We began by looking for a valve that met our needs: food-safe, solenoid-powered (to stop liquid extrusion entirely when power is cut), ½” diameter, 12V available voltage, light enough to be moved by our stepper motor, and cost-effective. We finally settled on the ½” Plastic Zero Differential Solenoid Valve, which satisfied all of our requirements, although it was significantly heavier than we had hoped.
Next, we needed a way to direct the flow of milk into the valve. We decided to use a funnel and nylon tubing. In order to allow gravity to direct the flow of milk, we mounted the funnel at the top of a long piece of extrusion, and connected a piece of tubing from the end of the funnel to the top of the valve. We were careful to make the tube just long enough to connect these two, in order to limit the pressure drop through the tube and have the most pressure at the inlet of the valve. At this stage, we also manufactured a ½” stainless steel nozzle for the valve in order to better direct the flow of milk.

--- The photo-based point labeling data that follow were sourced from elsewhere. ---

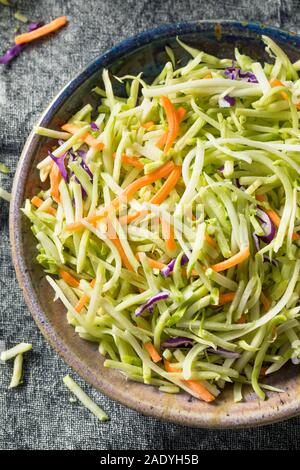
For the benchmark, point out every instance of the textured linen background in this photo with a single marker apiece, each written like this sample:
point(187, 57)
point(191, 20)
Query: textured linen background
point(38, 414)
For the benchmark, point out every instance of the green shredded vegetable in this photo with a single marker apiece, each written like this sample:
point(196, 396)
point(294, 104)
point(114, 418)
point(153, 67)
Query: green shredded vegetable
point(174, 244)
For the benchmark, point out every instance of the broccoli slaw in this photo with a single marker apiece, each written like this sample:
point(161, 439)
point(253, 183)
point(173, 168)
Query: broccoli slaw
point(169, 222)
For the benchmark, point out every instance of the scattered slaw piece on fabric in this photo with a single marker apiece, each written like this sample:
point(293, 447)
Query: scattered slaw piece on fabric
point(36, 29)
point(169, 222)
point(85, 399)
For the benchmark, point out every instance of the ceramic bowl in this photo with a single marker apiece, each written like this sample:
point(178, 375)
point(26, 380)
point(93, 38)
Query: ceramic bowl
point(145, 52)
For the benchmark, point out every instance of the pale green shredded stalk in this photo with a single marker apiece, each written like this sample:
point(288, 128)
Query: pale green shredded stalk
point(223, 182)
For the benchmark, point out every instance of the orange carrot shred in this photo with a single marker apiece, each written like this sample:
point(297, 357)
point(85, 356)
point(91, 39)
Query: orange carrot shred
point(242, 319)
point(173, 122)
point(133, 161)
point(127, 194)
point(148, 124)
point(55, 178)
point(84, 299)
point(68, 278)
point(233, 261)
point(226, 298)
point(87, 138)
point(155, 356)
point(168, 235)
point(42, 31)
point(162, 140)
point(274, 216)
point(181, 112)
point(210, 240)
point(265, 301)
point(194, 385)
point(116, 241)
point(155, 264)
point(274, 83)
point(37, 202)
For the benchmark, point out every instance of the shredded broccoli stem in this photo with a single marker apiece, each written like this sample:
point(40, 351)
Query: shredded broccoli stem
point(173, 240)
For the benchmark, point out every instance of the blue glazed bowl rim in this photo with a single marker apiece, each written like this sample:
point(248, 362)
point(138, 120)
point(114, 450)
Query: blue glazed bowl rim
point(164, 31)
point(205, 419)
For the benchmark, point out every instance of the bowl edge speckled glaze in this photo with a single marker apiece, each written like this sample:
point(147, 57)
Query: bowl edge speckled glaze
point(142, 398)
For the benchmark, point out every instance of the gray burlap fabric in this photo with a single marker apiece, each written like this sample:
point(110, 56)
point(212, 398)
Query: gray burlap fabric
point(38, 415)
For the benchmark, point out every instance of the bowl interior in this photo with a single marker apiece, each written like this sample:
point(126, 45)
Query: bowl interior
point(145, 53)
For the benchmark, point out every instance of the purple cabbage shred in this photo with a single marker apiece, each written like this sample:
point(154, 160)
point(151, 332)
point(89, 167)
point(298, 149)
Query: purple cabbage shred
point(234, 73)
point(94, 127)
point(177, 342)
point(169, 268)
point(35, 25)
point(60, 162)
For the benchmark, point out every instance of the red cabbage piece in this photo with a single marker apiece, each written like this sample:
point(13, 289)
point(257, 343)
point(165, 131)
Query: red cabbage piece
point(169, 268)
point(267, 259)
point(11, 53)
point(35, 25)
point(234, 73)
point(256, 241)
point(227, 101)
point(156, 298)
point(60, 162)
point(177, 342)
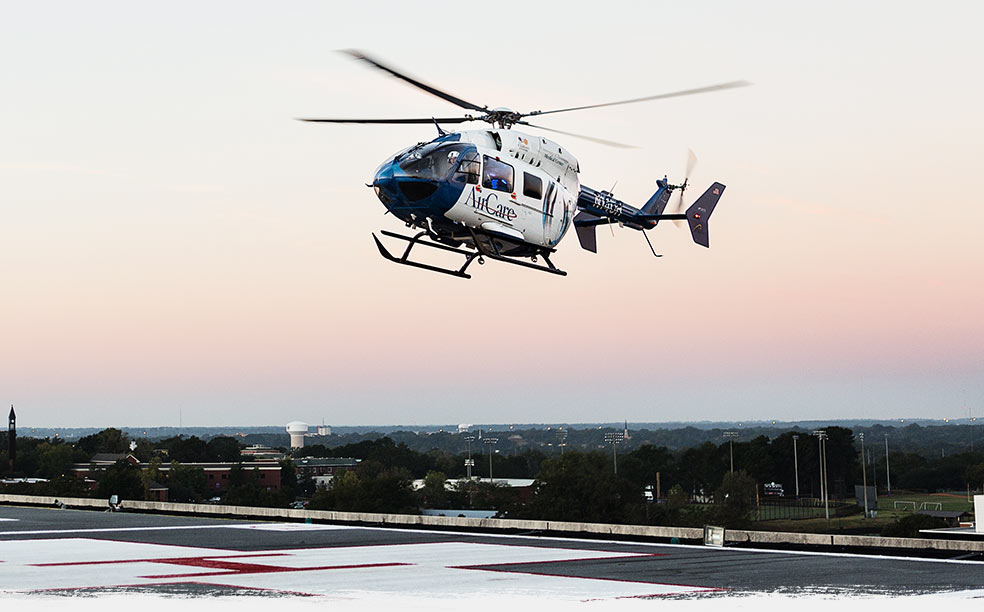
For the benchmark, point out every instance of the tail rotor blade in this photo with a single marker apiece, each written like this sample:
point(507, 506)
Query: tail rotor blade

After we manufactured this system and began testing it, we realized that a) the flow of milk was turbulent and lacked direction, and b) the volumetric flow rate was much too great, and the milk would penetrate the surface tension of the art. We took several steps to correct this. The first was to lathe a new nozzle with the same general design but with a diameter of ¼”. In order to decrease the flow rate of the milk, we attempted to decrease the velocity of the milk through the tubing. Although we tested several methods to achieve this, we finally settled on using a slightly longer tube so some of the milk’s energy was put into traveling through the tube, rather than accelerating.
The Tilt Mechanism
The design of the tilt mechanism is relatively simple. We used a stepper motor to control the tilt which we connected to a ¼ in aluminum shaft using a 3d printed coupling. The weight of the cup is supported by bearings which are mounted into an acrylic laser cut structure. The whole mechanism is attached to the 1010 extrusion using 2 1/4 20 bolts. The cup holder is designed specifically to mold to the ceramic cups we chose for our project. They easily slide in, are constrained to z tilt by a handle cutout and are supported while rotating. Since the center of rotation is above the COM of the cup it is a stable system and goes to 90 degrees when the motor is disabled. The cup holder is attached to the shaft using 3 heat set inserts and bolts as set screws.
Electrical Mounting
Although we had several electrical pieces that needed to be mounted, the most important pieces were the limit switches. In order for the limit switches to function properly and allow us to zero the three axes, they needed to be placed in several different orientations around our machine. We chose to design several different bracket configurations to hold them in place against the plates.